The Endurance: Shackleton’s Legendary Antarctic Expedition
On view June 23, 2000 to September 10, 2000
In August 1914 Ernest Shackleton and his crew of twenty-seven sailors and scientists left Britain for the Antarctic on the Endurance. The plan was to cross the Antarctic on foot. Only 80 miles from Endurance’s destination, the ship was caught in thick pack ice that splintered and sank it. The men set up camp on ice floes that drifted on a frigid sea 2,000 fathoms deep. Eventually they managed to sail lifeboats to Elephant Island, perhaps the most uninhabitable island on all of earth’s surface. Because the men were faced with sure death, Shackleton and a handful of his strongest men took the lifeboat James Caird 800 miles to South Georgia Island. The seventeen-day trip was unimaginably grueling. The men kept the boat afloat despite 60-foot waves—thousands of them each day—and sub-zero temperatures. When they reached their destination, they had to scale immense glaciers to get to help on the other side of the island. It took another three months to rescue his men. The entire ordeal lasted nearly two years.
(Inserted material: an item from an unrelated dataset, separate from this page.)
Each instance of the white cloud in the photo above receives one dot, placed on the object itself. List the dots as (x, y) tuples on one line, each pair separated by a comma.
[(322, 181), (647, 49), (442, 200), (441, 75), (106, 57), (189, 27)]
This exhibition, which has struck a chord with Americans and critics alike, was developed and first shown at the American Museum of Natural History in New York City. It features 150 mesmerizing photographs taken by Frank Hurley, a member of Shackleton’s expedition, as well as other objects that accompanied the crew on their heroic mission of survival. Ms. Alexander says the photographs are the heart of the show and are complemented by moving images of a tumultuous ocean projected on the walls. Aiding in one’s imagination are the sounds of a hostile, ferocious sea.